Steep Learning Curve

Last night Aki capped the last of a string of sunny days mooching for food around a campfire. A bank of clouds climbed over the Chilkat Mountains and onto Lynn Canal while the little dog’s human family roasted hot dogs over an open fire while The clouds robbed us of a sunset and brought today’s rain. 

            This morning Aki and I explore the Sheep Creek delta. The sun worshipers who gathered on the delta last evening are gone. Only those with serious purpose are here. Two men clothed in thick gauged raingear mess about with a little gold dredge. Soon their machine will begin sifting through beach sand for gold washed down by the creek. 

            Closer to the stream, two great blue herons hunt the shallows for food. A crow dives on an adult bald eagle, trying to dislodge it from its spruce roost.
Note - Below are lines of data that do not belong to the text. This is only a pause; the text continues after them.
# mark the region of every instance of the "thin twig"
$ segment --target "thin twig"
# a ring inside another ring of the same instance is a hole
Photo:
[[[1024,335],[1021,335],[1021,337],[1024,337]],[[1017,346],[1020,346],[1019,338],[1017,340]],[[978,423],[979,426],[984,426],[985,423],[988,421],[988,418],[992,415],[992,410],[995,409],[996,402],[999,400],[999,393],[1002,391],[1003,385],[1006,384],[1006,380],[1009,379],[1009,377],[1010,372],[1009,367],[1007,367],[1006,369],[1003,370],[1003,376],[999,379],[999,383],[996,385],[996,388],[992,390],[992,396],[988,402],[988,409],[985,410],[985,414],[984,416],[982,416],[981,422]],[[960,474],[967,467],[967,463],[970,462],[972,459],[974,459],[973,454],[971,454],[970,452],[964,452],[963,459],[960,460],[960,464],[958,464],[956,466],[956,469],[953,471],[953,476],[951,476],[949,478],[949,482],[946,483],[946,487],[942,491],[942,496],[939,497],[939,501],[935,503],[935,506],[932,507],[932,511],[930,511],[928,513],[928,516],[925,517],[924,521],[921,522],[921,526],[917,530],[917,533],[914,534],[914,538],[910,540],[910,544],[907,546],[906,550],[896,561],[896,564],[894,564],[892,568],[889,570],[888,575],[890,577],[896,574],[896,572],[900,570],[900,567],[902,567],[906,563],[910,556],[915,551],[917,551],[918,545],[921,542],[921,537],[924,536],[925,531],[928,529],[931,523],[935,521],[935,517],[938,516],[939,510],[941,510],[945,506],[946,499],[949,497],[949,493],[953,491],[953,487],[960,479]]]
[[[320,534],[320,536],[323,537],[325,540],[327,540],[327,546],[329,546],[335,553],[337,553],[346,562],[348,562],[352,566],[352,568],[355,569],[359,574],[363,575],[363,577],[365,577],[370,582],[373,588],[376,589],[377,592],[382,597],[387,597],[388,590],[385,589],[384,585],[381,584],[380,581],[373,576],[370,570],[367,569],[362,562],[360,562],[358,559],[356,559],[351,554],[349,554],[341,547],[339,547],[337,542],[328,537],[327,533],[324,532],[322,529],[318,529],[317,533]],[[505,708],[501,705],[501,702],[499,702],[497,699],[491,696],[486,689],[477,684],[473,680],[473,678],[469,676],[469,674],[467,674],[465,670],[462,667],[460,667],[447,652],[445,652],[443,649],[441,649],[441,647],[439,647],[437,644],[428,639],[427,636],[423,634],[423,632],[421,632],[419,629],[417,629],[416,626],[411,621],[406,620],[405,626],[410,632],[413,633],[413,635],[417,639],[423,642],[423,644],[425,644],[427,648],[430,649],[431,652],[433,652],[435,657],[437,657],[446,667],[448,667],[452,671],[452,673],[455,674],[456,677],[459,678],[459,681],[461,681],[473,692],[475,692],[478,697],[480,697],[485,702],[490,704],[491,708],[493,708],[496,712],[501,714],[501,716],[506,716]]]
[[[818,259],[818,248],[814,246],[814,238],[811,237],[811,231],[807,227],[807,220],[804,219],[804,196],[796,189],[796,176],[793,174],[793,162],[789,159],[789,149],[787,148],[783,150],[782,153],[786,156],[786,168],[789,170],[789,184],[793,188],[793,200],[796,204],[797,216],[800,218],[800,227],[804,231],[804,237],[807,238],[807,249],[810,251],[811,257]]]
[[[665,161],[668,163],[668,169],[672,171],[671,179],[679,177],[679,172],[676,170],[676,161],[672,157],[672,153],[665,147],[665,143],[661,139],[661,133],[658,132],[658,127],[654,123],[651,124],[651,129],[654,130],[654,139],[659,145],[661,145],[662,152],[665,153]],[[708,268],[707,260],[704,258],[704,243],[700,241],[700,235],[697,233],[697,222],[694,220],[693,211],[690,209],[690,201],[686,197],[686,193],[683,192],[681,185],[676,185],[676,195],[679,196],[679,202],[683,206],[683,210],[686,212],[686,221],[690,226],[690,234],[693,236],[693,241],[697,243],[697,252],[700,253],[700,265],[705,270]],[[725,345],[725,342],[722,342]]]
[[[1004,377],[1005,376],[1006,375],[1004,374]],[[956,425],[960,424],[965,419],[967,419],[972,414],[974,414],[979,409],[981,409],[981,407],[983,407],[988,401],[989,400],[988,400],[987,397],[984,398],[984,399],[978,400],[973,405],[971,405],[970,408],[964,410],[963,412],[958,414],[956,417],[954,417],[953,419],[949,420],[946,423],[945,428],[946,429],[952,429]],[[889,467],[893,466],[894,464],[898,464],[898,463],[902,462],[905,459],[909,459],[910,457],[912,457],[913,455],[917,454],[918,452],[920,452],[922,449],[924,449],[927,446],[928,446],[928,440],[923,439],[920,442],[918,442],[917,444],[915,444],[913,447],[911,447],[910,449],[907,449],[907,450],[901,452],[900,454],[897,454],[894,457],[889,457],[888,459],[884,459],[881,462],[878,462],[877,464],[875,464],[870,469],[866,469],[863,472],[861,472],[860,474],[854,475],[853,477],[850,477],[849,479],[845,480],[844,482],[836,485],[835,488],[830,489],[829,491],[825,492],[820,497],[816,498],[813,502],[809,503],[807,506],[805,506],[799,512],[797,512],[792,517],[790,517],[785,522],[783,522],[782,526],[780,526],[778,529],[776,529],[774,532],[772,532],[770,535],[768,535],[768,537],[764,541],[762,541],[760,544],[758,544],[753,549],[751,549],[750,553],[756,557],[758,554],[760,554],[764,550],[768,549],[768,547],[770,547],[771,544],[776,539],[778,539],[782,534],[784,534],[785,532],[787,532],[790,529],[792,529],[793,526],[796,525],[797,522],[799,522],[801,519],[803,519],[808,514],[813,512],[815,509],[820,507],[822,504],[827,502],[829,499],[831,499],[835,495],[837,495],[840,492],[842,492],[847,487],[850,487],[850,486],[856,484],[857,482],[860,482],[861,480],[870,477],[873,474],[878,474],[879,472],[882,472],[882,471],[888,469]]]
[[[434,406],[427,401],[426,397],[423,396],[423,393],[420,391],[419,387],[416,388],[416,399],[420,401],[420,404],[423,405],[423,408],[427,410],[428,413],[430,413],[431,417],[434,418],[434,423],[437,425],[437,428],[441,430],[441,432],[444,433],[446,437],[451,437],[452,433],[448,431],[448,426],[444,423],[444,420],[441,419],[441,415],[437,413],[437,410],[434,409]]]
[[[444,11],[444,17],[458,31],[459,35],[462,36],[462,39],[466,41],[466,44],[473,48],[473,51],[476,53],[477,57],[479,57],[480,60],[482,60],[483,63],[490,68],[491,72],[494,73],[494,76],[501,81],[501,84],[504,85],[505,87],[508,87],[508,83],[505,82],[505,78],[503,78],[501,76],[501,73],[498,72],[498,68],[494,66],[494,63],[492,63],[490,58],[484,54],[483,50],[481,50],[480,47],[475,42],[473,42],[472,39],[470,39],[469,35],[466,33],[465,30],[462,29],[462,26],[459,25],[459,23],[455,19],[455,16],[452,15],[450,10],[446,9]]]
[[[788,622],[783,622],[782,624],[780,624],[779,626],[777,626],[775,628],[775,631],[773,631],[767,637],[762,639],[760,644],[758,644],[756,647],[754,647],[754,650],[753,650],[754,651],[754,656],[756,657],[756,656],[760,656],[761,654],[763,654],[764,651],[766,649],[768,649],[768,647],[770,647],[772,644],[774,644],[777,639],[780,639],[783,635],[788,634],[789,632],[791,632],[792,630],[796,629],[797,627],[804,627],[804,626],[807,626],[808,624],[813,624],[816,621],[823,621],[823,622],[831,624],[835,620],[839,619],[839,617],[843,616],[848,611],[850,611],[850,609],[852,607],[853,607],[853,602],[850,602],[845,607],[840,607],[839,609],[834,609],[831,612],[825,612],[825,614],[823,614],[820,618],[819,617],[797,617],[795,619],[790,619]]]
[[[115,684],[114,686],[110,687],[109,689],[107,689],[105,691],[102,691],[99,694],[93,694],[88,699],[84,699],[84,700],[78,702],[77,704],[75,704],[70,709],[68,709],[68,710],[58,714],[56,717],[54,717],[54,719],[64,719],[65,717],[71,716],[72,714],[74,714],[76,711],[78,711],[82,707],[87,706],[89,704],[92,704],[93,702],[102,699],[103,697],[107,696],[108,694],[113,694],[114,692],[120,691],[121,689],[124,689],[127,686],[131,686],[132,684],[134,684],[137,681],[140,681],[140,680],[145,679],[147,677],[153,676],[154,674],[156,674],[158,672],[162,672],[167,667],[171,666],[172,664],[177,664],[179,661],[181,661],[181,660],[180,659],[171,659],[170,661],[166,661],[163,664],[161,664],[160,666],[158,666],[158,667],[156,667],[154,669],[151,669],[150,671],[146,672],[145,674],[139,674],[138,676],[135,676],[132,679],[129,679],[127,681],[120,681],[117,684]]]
The eagle, its beak pointed up at its tormentor, screams defiance. 

            We have to cross squishy ground to get a decent view of the herons. By the time I figure out that one is a juvenile, Aki has moved to a drier part of the beach from where she tries to plant the idea in my mind that “It is time to get out of the rain.” 

            I ignore the message and watch the juvenile heron fish. While the adult bird freezes in place to wait for opportunity, the young bird plunges it beak again and again into the water. Once it managed to lift of a stand of seaweed out of the water. The rest of the time it speared nothing. To make matters worse, it had to struggle to free its right leg from a tangle of rock weed. 

Empty Nest Syndrome

Aki and I are in the Treadwell Woods. Rather than taking our usual course, which gets us quickly to the beach, I lead the little dog up a hill to the eagle’s nest. It had a chick and parent in it last time we visited the woods. It’s empty this morning.

            Trying to be as patient as a heron, I stand beneath the nest tree, watching the wind sway it back and forth like a mother rocking a cradle. Is the sound of wind as comforting to a eagle embryo as the a mother’s heart beat is to human fetus? 

            When no eaglet pokes it head about the woven nest, I give into Aki’s silent plea and let her lead me down to the beach. The place is deserted except for one adult bald eagle. It sits on top of the old mine ventilation shaft, looking down Gastineau Channel. This must be one of the nest minders, now free to do what eagles do: scavenge, hunt, express opinions, and soar.